I’ve made this soup several times as it is very easy. Its pretty good soup too but I agree with some other reviews – it needs way more seasoning! I added ATLEAST double of everything and possibly tripled the salt. Besides that I’ll make again. After adding more seasoning, it turns out delicious.
PS: if you’re planning on blending the whole soup mixture, only use 6 cups of broth. If you add all 8 cups, it’s a little too thin.

Avatar of Julie Bohrer

Julie Bohrer on 3.21.2014

This is a delicious variation on potato soup. I make it meatless. Instead of using the bacon fat I melt 2 TBsp of butter and I add a clove or two of minced garlic about a minute before adding the veggies. I also threw in 4 oz of cream cheese towards the end. Yumm, family loves it!

Avatar of Linda

Linda on 2.13.2014

I made this last night.

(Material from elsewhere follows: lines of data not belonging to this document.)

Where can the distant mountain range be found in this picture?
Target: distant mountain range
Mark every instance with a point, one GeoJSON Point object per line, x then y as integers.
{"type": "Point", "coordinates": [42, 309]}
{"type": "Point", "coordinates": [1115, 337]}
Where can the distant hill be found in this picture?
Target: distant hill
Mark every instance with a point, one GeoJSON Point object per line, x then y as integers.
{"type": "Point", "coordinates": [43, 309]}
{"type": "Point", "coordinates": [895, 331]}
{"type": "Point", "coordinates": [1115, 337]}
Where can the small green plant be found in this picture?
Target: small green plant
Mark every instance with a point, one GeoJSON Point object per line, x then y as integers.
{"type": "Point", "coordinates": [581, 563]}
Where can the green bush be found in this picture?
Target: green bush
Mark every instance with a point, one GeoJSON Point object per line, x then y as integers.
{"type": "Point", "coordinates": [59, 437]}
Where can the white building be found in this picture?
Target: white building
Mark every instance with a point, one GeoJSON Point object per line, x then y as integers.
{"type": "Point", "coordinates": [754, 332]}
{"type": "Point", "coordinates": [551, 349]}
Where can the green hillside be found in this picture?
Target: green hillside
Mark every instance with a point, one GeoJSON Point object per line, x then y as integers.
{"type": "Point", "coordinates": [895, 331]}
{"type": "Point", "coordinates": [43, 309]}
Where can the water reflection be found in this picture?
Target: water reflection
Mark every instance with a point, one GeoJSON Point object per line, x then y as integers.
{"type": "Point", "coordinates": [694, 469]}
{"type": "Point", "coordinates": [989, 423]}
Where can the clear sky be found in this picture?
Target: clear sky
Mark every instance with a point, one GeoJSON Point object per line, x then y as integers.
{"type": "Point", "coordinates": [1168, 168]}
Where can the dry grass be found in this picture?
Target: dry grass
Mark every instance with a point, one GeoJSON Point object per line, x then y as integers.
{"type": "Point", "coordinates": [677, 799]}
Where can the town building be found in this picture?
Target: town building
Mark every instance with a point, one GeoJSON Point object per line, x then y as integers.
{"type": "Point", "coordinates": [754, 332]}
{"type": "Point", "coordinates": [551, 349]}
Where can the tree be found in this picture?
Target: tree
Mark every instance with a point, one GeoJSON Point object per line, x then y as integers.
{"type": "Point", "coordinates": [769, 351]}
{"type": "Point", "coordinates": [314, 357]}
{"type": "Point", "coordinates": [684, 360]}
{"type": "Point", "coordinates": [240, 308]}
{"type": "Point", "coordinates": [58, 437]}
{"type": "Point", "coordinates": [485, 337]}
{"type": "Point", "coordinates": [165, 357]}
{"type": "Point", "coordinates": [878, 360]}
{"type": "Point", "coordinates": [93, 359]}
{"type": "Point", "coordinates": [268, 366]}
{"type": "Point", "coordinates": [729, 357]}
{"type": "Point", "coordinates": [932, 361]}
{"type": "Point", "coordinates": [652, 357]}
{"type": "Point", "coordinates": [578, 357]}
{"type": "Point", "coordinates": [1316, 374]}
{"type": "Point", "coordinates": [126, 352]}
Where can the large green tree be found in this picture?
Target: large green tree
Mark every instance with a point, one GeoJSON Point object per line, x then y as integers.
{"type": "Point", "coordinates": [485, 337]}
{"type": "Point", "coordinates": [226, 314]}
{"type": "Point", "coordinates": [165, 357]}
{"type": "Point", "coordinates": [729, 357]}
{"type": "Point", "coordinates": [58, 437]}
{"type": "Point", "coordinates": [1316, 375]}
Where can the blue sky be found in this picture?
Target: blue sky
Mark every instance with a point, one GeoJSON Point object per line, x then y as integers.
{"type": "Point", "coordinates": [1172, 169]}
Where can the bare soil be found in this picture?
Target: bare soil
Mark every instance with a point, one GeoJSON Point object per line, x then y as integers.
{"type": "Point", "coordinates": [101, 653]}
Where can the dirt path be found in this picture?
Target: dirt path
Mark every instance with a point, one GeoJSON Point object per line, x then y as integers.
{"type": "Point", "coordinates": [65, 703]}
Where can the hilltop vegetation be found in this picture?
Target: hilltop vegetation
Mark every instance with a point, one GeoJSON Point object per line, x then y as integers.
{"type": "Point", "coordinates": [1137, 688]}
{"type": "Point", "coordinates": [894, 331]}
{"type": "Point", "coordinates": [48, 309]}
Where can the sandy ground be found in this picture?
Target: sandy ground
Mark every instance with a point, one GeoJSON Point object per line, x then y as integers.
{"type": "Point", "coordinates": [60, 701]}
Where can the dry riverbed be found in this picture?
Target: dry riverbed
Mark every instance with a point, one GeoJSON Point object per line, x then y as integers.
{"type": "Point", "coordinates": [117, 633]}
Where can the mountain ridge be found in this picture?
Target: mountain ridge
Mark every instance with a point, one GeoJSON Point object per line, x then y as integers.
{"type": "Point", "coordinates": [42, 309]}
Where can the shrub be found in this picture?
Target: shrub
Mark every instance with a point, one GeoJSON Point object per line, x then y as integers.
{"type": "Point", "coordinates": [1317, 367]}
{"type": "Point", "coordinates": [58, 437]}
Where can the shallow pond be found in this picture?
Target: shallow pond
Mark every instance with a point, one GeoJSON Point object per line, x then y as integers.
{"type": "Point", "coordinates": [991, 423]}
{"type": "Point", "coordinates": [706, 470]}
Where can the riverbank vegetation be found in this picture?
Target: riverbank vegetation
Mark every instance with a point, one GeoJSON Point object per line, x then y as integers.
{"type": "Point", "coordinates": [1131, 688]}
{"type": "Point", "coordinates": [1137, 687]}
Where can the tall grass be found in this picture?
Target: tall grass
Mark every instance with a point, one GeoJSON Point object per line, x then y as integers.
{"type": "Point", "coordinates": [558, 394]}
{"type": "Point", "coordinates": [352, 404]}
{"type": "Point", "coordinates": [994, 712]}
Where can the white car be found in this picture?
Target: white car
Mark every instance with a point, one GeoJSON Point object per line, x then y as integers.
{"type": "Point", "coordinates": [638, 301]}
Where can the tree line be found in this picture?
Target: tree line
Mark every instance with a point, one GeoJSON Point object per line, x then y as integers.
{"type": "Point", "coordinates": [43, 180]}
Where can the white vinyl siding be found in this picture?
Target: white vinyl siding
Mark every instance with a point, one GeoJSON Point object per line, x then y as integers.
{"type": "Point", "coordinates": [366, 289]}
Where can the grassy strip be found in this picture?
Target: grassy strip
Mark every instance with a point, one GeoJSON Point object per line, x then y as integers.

It was delish! I did not use the cream, and I threw the cooked bacon into the pot at the end. Other than that I didn’t change a thing.

Avatar of Cathey

Cathey on 1.24.2014

Delicious, I added 3 leeks with the vegetables. Dash of smoked paprika with the cayenne and did not remove the bacon grease, since I had so many vegetables it need the grease to saute. The soup had a nice bacon flavor with the heat of the spice. We skipped the cheese, didn’t need it. Will make again, especially when it 5 degrees out like yesterday.

Avatar of lmgordontx

lmgordontx on 10.13.2013

This soup is so easy and everyone loves it. I use cheddar cheese and don’t add the Cajun spice as I have one who doesn’t like anything spicy and it is still yummy!